First Principles Tradition
We will never recover our ultimate concern using a 'view from nowhere'
The new Notes feature on Substack is excellent. It’s the same functionality as Twitter but filtered for a user base that loves to regularly write long-form, carefully crafted works. I’d recommend checking it out.
I again don’t have a full essay this week again but I wanted to respond to a particular note that caught my attention:
In the 1960s and 70s the counterculture was very vocal about wishing to move away from anything considered “traditional”. Eventually this counterculture became the mainstream. Today, even our major political parties cast themselves as rebels and underdogs fighting a staid authoritarian ‘man’1.
In this context a new countercultural trend is forming that sees tradition as a valuable part of our inheritance. This ‘new counterculture’ regularly uses arguments for tradition that come from first principles or the scientific method. Often, they are philosophical pragmatists with a commitment to judging truth by results rather than by the validity of a statement (looking for a propositions “cash value”)2.
There is a lot to be said for this new counterculture and the kind of worldview they promote. These arguments from first principles compelling in their own right but they are especially impressive when they can be shown to agree with other sources of inherited wisdom in our traditions.

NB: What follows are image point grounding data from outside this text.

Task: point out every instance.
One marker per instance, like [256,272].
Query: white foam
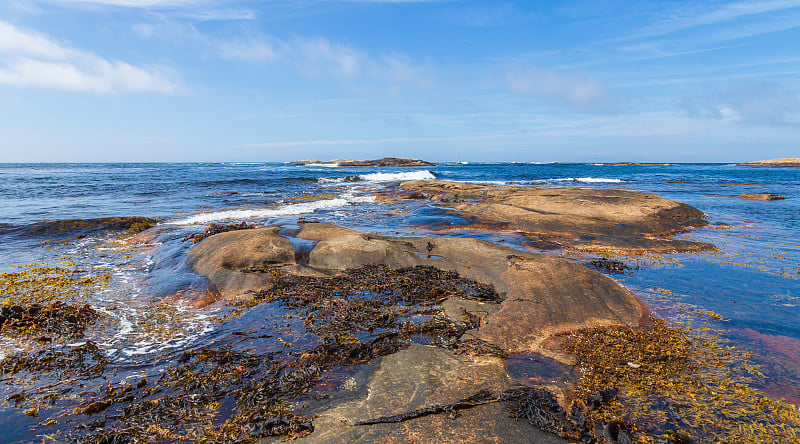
[390,177]
[597,180]
[578,179]
[260,213]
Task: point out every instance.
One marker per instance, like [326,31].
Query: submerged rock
[542,295]
[786,162]
[759,196]
[589,219]
[385,162]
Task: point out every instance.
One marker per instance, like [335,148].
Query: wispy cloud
[762,103]
[133,3]
[321,58]
[567,89]
[31,59]
[250,49]
[383,141]
[701,15]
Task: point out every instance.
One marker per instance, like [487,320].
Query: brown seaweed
[218,228]
[58,319]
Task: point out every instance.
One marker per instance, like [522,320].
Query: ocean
[747,291]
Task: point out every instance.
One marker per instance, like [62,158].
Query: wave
[380,177]
[577,179]
[390,177]
[261,213]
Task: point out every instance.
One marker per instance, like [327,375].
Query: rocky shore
[588,219]
[786,162]
[383,162]
[540,297]
[335,335]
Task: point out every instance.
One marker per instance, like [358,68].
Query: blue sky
[232,80]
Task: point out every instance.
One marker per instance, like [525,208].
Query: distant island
[788,162]
[386,161]
[637,164]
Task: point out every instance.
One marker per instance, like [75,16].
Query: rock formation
[787,162]
[589,219]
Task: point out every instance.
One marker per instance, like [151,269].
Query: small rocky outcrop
[384,162]
[589,219]
[541,296]
[786,162]
[638,164]
[759,196]
[126,225]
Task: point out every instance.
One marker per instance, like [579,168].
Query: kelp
[58,319]
[226,394]
[122,225]
[610,265]
[675,385]
[42,283]
[41,300]
[218,228]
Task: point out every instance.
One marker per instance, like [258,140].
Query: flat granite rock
[418,377]
[589,219]
[542,295]
[759,196]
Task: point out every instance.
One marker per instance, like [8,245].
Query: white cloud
[567,89]
[135,3]
[31,59]
[249,50]
[321,58]
[760,103]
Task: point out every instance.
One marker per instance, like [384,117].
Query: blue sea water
[752,281]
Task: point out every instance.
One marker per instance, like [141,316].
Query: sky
[447,80]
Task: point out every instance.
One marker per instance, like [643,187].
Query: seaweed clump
[216,229]
[610,265]
[57,318]
[128,225]
[41,284]
[43,300]
[674,385]
[227,394]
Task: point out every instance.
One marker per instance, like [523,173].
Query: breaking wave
[262,213]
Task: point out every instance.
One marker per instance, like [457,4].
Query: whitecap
[261,213]
[390,177]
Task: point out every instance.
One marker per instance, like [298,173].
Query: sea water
[748,290]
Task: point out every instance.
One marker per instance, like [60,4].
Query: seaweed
[85,360]
[216,229]
[481,398]
[610,265]
[41,284]
[128,225]
[668,384]
[58,318]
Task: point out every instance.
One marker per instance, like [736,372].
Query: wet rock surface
[383,162]
[788,162]
[759,196]
[510,301]
[542,295]
[589,219]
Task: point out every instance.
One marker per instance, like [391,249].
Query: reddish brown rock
[589,219]
[786,162]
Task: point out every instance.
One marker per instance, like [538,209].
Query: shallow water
[748,290]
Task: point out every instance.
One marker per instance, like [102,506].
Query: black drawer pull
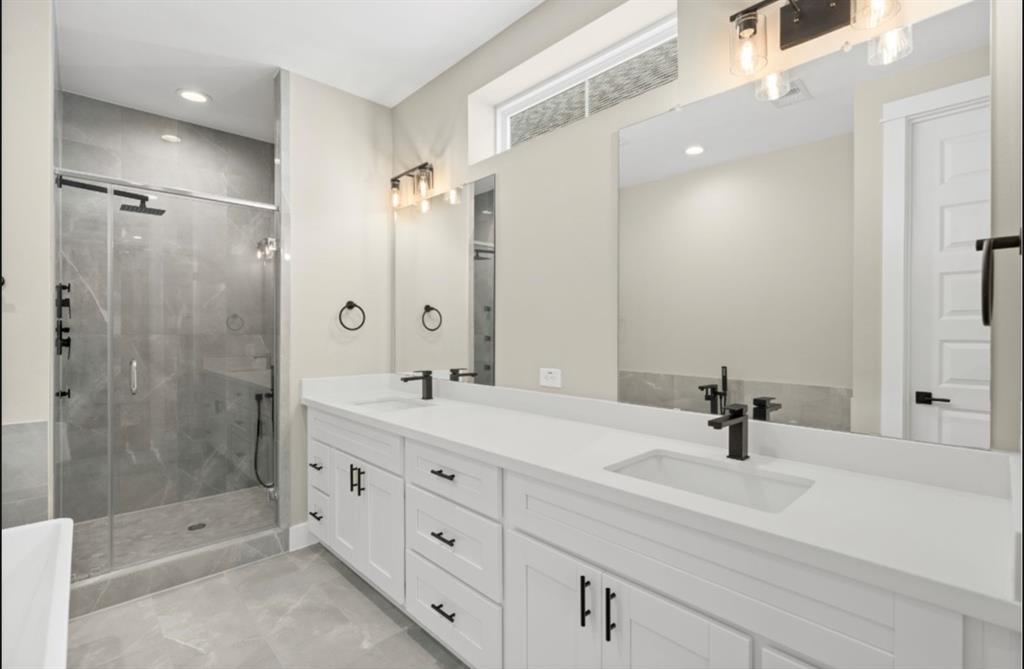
[608,625]
[439,536]
[584,611]
[440,612]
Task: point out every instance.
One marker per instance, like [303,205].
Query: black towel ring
[348,306]
[423,319]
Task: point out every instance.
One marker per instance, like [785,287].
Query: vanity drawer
[464,543]
[461,479]
[318,466]
[456,614]
[318,515]
[374,446]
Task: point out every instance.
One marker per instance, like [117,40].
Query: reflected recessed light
[194,95]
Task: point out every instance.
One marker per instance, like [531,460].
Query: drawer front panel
[464,543]
[467,482]
[374,446]
[318,517]
[318,466]
[836,620]
[457,615]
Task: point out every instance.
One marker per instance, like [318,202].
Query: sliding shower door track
[165,190]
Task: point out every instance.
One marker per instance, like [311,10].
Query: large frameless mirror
[813,256]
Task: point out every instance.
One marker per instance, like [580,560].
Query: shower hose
[259,434]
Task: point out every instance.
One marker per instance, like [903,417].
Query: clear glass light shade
[749,46]
[773,86]
[868,14]
[890,46]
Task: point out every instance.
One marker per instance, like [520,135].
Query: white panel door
[552,612]
[950,185]
[649,632]
[347,521]
[384,507]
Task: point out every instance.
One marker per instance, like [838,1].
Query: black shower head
[140,208]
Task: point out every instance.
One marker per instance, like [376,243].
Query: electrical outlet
[551,377]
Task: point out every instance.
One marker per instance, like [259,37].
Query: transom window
[641,63]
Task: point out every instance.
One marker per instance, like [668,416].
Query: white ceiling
[734,125]
[138,53]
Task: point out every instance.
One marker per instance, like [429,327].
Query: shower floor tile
[161,531]
[295,611]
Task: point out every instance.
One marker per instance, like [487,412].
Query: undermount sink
[393,404]
[729,482]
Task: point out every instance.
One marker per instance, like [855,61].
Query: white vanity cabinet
[562,612]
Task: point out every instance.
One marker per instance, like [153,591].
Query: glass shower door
[193,344]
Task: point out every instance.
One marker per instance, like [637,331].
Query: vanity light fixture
[868,14]
[891,46]
[423,181]
[773,87]
[749,45]
[194,95]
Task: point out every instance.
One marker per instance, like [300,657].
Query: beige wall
[28,209]
[869,97]
[1007,220]
[336,234]
[770,277]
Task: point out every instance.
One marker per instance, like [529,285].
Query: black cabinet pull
[608,625]
[439,536]
[584,611]
[440,612]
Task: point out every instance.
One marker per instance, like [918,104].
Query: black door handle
[439,536]
[608,625]
[584,611]
[925,398]
[440,612]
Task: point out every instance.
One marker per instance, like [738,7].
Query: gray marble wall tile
[24,473]
[813,406]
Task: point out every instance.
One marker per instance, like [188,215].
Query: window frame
[656,34]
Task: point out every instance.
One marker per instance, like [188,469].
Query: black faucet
[735,419]
[458,372]
[712,394]
[763,407]
[428,382]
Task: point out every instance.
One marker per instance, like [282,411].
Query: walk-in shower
[165,435]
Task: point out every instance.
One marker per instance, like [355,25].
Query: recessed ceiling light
[194,95]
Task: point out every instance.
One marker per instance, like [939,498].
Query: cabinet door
[347,523]
[552,617]
[382,495]
[649,632]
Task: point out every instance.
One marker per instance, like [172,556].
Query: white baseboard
[300,537]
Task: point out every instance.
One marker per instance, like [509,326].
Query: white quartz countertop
[949,547]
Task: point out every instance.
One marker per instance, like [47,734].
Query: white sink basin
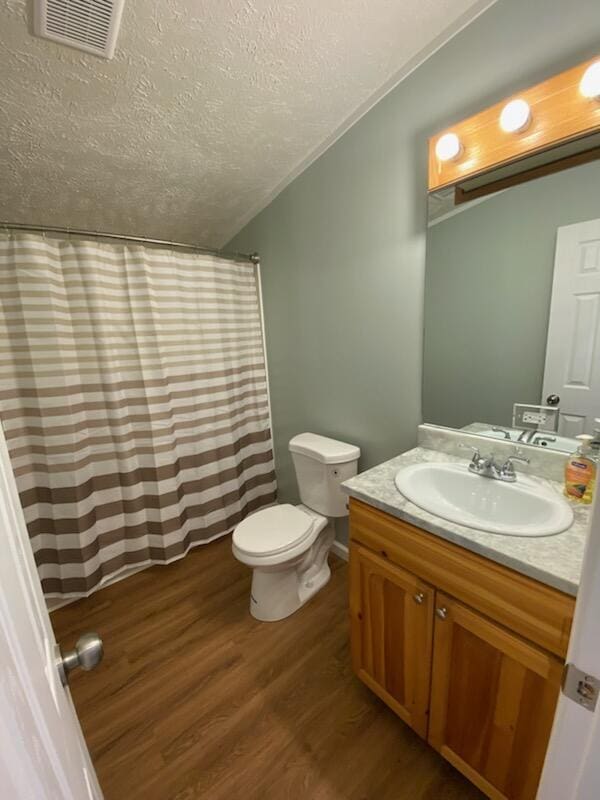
[523,508]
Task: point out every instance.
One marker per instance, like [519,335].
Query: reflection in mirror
[512,310]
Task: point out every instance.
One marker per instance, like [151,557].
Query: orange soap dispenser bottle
[580,472]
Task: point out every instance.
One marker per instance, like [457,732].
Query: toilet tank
[321,465]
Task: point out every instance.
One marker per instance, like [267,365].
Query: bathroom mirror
[512,303]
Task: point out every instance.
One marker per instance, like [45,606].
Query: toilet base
[280,590]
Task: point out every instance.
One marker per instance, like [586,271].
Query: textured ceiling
[204,112]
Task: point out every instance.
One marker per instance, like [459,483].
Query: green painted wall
[488,284]
[343,246]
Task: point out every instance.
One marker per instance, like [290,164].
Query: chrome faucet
[487,466]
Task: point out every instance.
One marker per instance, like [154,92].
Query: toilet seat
[273,530]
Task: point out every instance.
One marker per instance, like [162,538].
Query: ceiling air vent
[90,25]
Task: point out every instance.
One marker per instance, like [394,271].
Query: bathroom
[329,284]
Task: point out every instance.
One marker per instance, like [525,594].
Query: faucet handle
[476,459]
[507,470]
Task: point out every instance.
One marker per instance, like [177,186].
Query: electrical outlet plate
[528,417]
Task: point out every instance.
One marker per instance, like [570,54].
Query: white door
[43,755]
[573,348]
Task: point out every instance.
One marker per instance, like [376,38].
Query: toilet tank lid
[328,451]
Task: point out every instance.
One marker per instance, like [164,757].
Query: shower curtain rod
[16,226]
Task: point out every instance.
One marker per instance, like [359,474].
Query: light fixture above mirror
[538,119]
[448,147]
[590,83]
[515,116]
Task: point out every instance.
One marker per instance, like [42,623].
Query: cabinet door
[392,630]
[493,697]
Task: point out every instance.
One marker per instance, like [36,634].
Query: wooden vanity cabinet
[432,636]
[392,634]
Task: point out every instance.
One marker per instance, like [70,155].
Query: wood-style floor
[196,699]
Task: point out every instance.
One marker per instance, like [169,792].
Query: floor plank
[196,699]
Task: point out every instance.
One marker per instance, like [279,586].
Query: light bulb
[590,83]
[448,147]
[515,116]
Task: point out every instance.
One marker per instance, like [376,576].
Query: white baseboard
[341,550]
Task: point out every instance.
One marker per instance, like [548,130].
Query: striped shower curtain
[134,401]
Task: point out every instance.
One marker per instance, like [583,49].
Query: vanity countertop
[553,560]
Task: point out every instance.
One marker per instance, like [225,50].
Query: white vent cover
[90,25]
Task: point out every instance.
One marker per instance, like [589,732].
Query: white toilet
[287,546]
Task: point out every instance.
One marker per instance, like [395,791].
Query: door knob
[87,654]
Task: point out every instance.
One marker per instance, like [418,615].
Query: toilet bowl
[287,546]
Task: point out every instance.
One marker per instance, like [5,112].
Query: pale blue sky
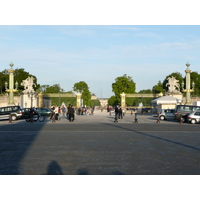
[98,54]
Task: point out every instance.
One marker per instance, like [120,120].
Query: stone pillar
[187,90]
[123,100]
[40,101]
[78,100]
[11,89]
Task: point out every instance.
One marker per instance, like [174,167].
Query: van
[16,112]
[184,110]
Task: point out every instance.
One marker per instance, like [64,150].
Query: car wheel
[41,118]
[162,117]
[183,119]
[193,121]
[14,117]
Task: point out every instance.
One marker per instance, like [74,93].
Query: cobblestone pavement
[95,145]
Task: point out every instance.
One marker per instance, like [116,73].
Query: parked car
[184,110]
[165,114]
[42,111]
[16,112]
[194,117]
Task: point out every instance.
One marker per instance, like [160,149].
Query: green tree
[95,102]
[148,91]
[112,101]
[19,75]
[83,88]
[123,84]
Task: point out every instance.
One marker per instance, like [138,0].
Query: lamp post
[11,89]
[187,90]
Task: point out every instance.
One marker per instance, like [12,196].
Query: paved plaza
[95,145]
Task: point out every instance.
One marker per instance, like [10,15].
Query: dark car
[182,111]
[41,111]
[44,111]
[16,112]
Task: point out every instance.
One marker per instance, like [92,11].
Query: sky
[97,47]
[98,54]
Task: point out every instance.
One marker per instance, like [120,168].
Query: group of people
[118,113]
[86,111]
[61,112]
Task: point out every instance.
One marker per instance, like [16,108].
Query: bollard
[10,119]
[136,119]
[180,121]
[54,118]
[158,119]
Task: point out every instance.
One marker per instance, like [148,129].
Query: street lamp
[188,89]
[11,89]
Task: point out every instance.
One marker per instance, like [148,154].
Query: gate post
[123,100]
[78,100]
[40,95]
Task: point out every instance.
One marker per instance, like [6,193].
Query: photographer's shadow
[54,169]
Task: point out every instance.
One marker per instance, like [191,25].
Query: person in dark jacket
[120,113]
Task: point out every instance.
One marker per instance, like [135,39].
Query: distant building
[93,96]
[103,102]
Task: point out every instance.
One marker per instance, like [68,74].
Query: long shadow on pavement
[15,143]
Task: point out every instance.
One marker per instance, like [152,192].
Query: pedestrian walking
[116,114]
[136,119]
[68,109]
[63,111]
[120,113]
[31,114]
[71,113]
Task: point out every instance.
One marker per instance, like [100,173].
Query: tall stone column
[187,90]
[78,100]
[40,96]
[123,100]
[11,89]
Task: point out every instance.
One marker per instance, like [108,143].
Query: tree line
[122,84]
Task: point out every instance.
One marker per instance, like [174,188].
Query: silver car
[165,114]
[194,117]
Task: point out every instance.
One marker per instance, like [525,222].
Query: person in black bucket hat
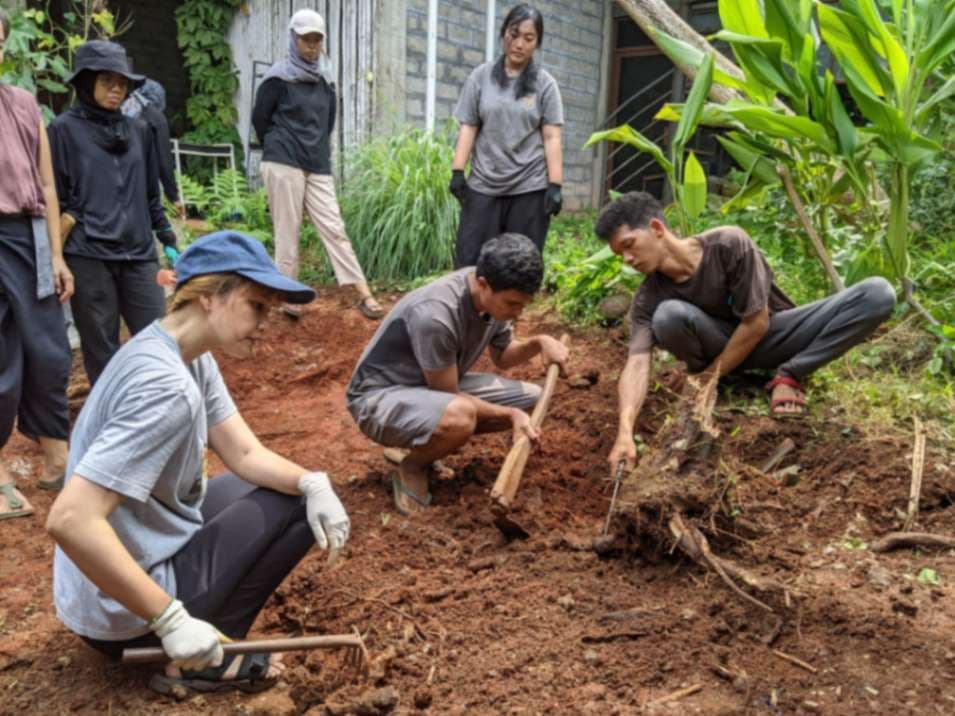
[107,178]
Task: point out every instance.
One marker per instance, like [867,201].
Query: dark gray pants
[106,290]
[483,217]
[799,341]
[250,540]
[35,358]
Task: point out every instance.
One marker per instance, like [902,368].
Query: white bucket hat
[307,21]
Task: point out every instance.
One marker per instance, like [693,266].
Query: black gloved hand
[167,237]
[553,200]
[459,185]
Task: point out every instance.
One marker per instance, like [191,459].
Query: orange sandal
[788,400]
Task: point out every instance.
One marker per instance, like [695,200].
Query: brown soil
[461,621]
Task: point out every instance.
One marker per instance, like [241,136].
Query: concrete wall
[572,51]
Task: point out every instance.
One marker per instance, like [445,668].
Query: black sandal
[251,677]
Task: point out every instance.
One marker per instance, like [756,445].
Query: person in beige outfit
[294,116]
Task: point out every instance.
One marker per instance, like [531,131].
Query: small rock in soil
[271,703]
[879,576]
[423,698]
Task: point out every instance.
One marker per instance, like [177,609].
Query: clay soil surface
[461,621]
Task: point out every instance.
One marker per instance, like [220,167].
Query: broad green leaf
[784,25]
[743,17]
[941,94]
[839,118]
[686,55]
[712,115]
[847,38]
[694,187]
[750,161]
[941,45]
[763,59]
[628,135]
[763,119]
[891,48]
[693,107]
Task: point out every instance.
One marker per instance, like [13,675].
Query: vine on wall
[213,78]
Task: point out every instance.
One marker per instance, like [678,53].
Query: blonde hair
[210,284]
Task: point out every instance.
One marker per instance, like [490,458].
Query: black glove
[459,185]
[553,200]
[167,237]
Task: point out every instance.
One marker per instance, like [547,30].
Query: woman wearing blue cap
[107,178]
[149,550]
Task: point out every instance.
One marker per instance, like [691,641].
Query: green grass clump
[400,216]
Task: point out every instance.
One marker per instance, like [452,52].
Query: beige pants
[290,191]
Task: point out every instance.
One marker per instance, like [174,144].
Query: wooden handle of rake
[509,478]
[155,654]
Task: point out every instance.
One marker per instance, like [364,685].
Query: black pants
[483,217]
[35,358]
[106,290]
[799,341]
[250,540]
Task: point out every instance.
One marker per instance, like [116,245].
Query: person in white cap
[294,116]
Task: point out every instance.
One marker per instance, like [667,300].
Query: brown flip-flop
[372,314]
[17,504]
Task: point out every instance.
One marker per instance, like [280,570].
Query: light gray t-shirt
[508,156]
[430,329]
[142,433]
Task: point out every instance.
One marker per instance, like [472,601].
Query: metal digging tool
[357,656]
[509,478]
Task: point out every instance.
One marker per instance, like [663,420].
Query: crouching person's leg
[689,334]
[251,539]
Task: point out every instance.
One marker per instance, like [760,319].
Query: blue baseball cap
[232,252]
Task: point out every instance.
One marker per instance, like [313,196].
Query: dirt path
[463,622]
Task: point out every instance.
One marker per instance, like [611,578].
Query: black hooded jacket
[113,195]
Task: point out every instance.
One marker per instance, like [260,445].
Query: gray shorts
[407,416]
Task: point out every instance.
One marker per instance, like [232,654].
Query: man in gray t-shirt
[412,387]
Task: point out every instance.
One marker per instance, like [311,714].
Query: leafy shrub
[401,219]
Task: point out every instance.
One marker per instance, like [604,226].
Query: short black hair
[511,261]
[634,209]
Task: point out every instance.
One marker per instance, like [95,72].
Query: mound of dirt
[459,620]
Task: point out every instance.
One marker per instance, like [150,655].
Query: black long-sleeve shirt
[160,129]
[294,121]
[115,198]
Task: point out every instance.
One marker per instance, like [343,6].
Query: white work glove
[190,643]
[326,514]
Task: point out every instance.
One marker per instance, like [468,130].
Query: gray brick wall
[571,52]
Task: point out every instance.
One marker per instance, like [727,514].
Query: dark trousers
[35,358]
[799,341]
[106,290]
[250,540]
[483,217]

However, when it comes to actually bringing about the hoped for change in people’s lives the arguments seem to fall flat. They are certainly powerful but the arguments on their own seem to lack the ability to actually recapture a sense of tradition that has been lost.
Paul Tillich described religion as all the things determined by a person’s “ultimate concern”. I think you can, without too much violence, expand this description from religion to tradition in general.
Within a traditional society the traditions are the ways of life that have come about from that society’s ultimate concern. They cannot be reasoned about because they are the boundaries of life itself. The problem in trying to recreate the same patterns from first principles is that even if you happen to get some of them to line up, without the ultimate concern, the activity won’t stick. The level of commitment required cannot be reasoned towards. It must be lived.
This commitment does not necessarily need to be driven by particular absolute beliefs, existential threats, or some religious experience (though of course all of this can help). However, it is essential that the commitment is beyond anything reasonable. There are plenty of lapsed Catholics and Jewish Atheists that show just how it works to maintain a live tradition in the face of these paradoxes everyday.
The transformative nature of tradition lies in our commitment to it as it relates to our ultimate concern. Arguments from first principles may be used to build a rocket that takes people to the moon but they are simply too disinterested - too disenchanted - to provide us with or connect to our ultimate concerns . They will never convince us to be able to say: “This is simply what I do”.
To understand what tradition has to offer we have to meet it on its own terms. Despite how aligned we may become to the conventions of tradition as a result of first principles thinking it will not be enough. The secular view from nowhere that such first principles rely on is ultimately devoid of the commitment that living within a tradition requires.
Mood
This is quite funny really if you think about it.
There are many prominent figures that could be pointed at as being important in this movement. The most popular though is probably Jordan Peterson who has become famous for his quips about the the conservatism of evoloution and the emotional impact of status in lobster groups. A prototypical example of these kind of arguments.